Home » “The computer talks like me”. Artificial intelligence perfectly reproduces voice, timbre and intonation

“The computer talks like me”. Artificial intelligence perfectly reproduces voice, timbre and intonation

by admin

The personal computer now has my voice. When I write something, in a window open on a dedicated web page, the computer repeats it and speaks as if it were me: my voice, my timbre, intonation. Identical. Sometimes in truth he gets lost, as if he were wandering through infinite space: it seems to listen to the noise of the stars in science fiction films. Or the echo of the wind in a steel canyon. But they are fractions of a second, barely perceptible; then I’ll come back. Or rather, my voice. My voice generated by an artificial intelligence system. It works. I could make a podcast out of it. I became a synthetic journalist.

I had an operation on my vocal cords a few days ago. Nothing serious: stress from exertion, the specialist had ruled. A year ago I conducted a live TV for eighteen hours and a small angioma had formed on a string, which seems to be who knows what, but it is only an edema, an effusion that was not reabsorbed. The result was that the voice had grown hoarse and vibrated, even if I were Clint Eastwood; that at first you say ‘nice’, but then you find it hard to talk. Surgery then; but first I decided to make a digital copy of the voice: to create a software capable of reproducing it in the few days when I have to be silent. To explore one of the frontiers where the human and the technological merge until they become indistinguishable.

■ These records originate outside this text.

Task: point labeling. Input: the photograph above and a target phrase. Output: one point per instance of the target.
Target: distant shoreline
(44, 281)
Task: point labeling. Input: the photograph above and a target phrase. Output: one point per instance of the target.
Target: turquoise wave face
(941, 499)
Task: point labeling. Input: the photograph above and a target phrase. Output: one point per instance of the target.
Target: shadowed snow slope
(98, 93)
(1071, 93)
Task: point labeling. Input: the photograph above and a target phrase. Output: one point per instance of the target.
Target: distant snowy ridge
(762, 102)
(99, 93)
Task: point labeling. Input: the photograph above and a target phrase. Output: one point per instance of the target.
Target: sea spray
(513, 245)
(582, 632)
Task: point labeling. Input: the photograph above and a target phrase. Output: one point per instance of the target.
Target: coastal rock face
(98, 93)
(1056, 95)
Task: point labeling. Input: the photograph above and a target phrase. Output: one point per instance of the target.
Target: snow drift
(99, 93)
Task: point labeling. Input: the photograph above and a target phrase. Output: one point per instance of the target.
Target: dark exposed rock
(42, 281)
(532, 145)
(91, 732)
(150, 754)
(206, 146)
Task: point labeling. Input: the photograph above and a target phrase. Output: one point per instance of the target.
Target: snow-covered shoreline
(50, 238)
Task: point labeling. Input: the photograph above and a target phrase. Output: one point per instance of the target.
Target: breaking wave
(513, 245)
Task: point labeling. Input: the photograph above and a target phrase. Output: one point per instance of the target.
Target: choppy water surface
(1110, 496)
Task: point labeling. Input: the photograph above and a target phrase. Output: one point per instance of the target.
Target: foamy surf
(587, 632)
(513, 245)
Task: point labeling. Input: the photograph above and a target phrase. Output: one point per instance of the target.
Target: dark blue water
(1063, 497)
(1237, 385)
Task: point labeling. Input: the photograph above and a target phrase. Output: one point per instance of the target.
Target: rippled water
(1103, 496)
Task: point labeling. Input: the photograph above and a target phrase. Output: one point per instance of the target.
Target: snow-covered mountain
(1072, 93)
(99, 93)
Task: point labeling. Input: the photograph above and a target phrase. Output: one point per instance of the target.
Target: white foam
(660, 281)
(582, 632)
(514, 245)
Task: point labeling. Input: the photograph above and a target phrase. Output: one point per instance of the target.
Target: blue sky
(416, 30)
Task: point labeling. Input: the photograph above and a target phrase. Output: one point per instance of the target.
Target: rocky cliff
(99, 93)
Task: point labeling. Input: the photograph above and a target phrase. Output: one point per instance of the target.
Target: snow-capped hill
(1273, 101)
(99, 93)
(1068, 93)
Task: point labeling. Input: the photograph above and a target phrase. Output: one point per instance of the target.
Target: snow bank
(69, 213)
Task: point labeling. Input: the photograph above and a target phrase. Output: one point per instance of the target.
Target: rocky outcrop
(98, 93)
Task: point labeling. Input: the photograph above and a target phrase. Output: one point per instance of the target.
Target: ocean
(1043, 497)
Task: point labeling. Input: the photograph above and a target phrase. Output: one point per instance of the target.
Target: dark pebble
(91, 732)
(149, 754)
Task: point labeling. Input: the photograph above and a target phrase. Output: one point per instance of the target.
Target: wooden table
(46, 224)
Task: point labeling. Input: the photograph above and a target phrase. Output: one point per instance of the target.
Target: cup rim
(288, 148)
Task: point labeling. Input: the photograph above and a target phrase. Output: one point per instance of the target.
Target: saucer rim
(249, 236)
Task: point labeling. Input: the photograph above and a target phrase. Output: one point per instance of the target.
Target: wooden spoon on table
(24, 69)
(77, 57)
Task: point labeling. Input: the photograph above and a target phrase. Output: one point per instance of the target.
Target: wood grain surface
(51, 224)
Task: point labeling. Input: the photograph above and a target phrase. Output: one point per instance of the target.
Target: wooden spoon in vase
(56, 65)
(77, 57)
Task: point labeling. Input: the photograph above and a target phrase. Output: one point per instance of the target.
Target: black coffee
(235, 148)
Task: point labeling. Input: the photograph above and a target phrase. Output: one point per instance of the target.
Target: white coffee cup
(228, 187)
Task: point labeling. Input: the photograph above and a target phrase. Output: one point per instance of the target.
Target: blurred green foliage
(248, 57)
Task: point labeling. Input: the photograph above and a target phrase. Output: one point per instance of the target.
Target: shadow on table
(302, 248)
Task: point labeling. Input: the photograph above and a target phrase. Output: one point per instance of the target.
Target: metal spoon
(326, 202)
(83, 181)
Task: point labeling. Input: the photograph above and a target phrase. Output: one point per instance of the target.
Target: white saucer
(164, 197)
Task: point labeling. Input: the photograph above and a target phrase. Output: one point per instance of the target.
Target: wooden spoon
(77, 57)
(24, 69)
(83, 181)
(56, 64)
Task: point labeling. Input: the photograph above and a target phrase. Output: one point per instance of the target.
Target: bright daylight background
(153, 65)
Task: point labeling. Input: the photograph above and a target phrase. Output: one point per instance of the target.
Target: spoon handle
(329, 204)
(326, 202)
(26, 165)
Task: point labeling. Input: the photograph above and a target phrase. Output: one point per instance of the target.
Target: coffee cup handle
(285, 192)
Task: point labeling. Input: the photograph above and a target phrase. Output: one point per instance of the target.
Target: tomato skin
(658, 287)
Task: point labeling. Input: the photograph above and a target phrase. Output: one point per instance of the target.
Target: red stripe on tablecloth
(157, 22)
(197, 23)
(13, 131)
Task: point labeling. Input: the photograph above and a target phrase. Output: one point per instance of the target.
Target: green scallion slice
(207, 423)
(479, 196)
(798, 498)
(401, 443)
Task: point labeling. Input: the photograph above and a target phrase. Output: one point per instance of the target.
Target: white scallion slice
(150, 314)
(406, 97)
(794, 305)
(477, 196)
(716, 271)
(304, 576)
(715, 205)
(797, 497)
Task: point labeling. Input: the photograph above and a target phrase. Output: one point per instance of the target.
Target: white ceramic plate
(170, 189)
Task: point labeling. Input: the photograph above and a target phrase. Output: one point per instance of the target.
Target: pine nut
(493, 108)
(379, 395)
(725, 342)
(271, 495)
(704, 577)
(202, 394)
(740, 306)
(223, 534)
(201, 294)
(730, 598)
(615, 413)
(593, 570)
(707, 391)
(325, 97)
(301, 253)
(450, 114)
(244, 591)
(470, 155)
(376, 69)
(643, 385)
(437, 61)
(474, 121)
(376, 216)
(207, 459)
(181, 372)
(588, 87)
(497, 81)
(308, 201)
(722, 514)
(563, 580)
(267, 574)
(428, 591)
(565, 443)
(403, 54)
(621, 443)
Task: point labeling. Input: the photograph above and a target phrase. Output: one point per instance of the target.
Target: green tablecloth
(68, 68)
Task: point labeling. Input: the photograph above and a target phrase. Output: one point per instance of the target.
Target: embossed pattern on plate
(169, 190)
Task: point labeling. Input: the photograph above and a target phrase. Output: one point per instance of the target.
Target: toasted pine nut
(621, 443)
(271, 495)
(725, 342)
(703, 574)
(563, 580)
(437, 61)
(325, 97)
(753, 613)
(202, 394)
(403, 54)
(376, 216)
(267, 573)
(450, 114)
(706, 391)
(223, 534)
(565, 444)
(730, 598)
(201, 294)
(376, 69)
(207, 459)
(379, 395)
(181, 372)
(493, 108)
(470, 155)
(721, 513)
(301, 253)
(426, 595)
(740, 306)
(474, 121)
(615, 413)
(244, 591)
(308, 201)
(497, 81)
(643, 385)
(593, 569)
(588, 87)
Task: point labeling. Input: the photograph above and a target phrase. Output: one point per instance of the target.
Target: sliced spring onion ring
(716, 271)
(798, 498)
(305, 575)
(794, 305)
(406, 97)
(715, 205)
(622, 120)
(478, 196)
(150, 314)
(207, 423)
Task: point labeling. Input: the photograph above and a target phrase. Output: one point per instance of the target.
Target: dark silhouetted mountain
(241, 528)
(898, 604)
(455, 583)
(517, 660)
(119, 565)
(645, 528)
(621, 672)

On this journey there are some milestones that serve to orient yourself. The first is from 2014: Ian Goodfellow, who now works at Apple, is a young researcher of Brain, the division of Google that since 2010 has been involved in researching machine learning, the learning systems of machines. Here he creates a model that he had imagined in his doctoral thesis: he demonstrates that two artificial neural networks (simplifying a lot: two algorithms) “learn” in a kind of game in which they compete. This “antagonistic” process generates data that can also be apparently authentic videos, photos, sounds, texts. Thanks to this intuition, machines learn to produce human digital “objects”.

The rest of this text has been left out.